The healwife walked over to Yim and felt her brow. When she prodded the wound with her fingers, Rappali looked away, but she heard Yim moan. Then the healwife spoke. “I’ll not mend anyone taday. She’s beyond hope.”
“At least sew up tha wound.”
“Why? Ya’ll only have a more comely corpse.”
“Sew her up anyway.”
“Is it worth a basket of dried fish? That’s my fee.”
“Ya’ll have it,” said Rappali. “Is there nothing more ta be done for her?”
“See tha flesh ’bout tha wound?” said the healwife. “ ’Tis fiery red, and like fire ’twill spread ta consume her spirit.”
“Mayhap ya’re letting her die from spite, though Yim was never yar rival.”
“She tended births, births I should’ve tended.”
“Only when begged ta do so, and then she never took a fee.”
“Which was all tha worse for me!”
“So folk will be right when they say ya killed her,” said Rappali.
“Nay, ’twasn’t I who cut her throat.”
“Aye, ’tis a grievous wound, and if ya cured it, folk would say ’twas truly a miracle.
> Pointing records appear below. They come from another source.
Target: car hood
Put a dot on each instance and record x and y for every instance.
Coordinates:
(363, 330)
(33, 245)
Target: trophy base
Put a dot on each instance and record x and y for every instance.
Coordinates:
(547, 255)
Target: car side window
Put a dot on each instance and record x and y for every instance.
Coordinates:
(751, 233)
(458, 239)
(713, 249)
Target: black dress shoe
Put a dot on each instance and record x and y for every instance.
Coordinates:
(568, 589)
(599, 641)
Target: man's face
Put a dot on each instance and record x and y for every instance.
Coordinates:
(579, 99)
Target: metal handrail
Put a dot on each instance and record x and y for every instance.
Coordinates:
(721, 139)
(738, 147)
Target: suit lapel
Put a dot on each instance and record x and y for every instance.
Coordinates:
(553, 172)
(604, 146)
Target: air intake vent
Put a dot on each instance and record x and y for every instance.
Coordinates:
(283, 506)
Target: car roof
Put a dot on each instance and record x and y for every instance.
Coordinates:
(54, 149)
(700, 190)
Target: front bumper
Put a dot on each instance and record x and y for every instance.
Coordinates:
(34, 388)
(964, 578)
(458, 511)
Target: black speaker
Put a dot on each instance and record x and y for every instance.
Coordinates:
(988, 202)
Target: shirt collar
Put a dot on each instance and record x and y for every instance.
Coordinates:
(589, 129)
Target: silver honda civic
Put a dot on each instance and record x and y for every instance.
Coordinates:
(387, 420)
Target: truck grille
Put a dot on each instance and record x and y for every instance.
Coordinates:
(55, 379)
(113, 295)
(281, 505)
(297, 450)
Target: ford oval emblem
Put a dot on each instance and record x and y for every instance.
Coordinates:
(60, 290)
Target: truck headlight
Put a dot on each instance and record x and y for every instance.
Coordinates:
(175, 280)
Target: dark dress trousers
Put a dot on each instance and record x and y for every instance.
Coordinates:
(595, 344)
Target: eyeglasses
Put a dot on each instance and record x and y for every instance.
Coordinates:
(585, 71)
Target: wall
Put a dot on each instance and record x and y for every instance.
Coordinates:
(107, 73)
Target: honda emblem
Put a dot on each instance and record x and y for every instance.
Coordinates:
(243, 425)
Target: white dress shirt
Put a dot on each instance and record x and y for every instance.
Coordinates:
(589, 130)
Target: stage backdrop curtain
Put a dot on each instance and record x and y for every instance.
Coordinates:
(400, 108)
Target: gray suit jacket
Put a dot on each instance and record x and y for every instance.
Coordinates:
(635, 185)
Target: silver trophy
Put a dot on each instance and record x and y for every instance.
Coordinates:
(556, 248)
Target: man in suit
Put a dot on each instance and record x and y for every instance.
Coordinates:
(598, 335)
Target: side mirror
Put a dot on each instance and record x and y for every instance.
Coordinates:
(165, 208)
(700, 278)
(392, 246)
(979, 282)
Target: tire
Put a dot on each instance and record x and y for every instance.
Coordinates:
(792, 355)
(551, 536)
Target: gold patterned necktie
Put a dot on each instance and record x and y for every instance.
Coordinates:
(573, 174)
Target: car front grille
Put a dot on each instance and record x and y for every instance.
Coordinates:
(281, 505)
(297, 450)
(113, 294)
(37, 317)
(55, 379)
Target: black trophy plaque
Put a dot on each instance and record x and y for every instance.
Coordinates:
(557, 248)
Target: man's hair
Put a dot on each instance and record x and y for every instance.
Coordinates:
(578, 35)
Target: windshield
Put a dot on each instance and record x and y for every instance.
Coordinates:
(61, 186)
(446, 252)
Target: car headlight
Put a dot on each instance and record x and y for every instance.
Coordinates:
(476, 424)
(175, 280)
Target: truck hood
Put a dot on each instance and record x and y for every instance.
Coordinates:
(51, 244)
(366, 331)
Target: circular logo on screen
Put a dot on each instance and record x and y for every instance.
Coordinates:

Pity tha deed’s beyond ya.”
The healwife thought a moment before she spoke. “I do
know of a draught that will either cure or kill her. ’Tis poison—poison that fights a wound’s poison. If I give it ta her and she dies, will ya say I slew her?”
“Nay. I swear by tha Mother.”
“Then set two pots of water ta boil,” said the healwife, “and I’ll do what I can.”
Roarc, who had silently watched the exchange, approached the healwife. “My wife said we’ll pay for tha sewing, and so we shall. But ’twouldn’t it be fairer if Yim paid for tha draught?”
The healwife gave the fish trapper a cold look. “And what if she dies?”
“Then she’ll have paid ya with her life,” replied Roarc with a grin. “A steep fee by my reckoning.”
The old woman didn’t reply, but searched her healer’s pouch for what she needed. She withdrew some herbs, three small dried mushrooms the color of dried blood, and a sewing kit containing a length of gut and a curved needle. Then she waited for the water to boil. When it did, she placed the herbs in one pot and the mushrooms in the other and then let them steep. Afterward, she cleansed Yim’s wound with the herbal solution and neatly sewed it close. Yim lay perfectly silent and still throughout the entire process, an ill omen according to the healwife.
After Yim’s wound was stitched, the healwife took the leg bone of a small animal from her pouch. It had been cut in half and the marrow removed to form a small, hollow tube that was closed at one end. Then she filled the bone with the mushroom brew. “Give her one bone full at sunrise and noon, and then two bones full at sunset,” said the healwife. “I’ll show ya how.” She lifted Yim into a sitting position and eased her head back so that her mouth gaped open. Then she emptied the bone’s contents directly down Yim’s throat. “Ya can feed her clear broth tha same way.”
“And how long should I give her tha draught?” asked Rappali.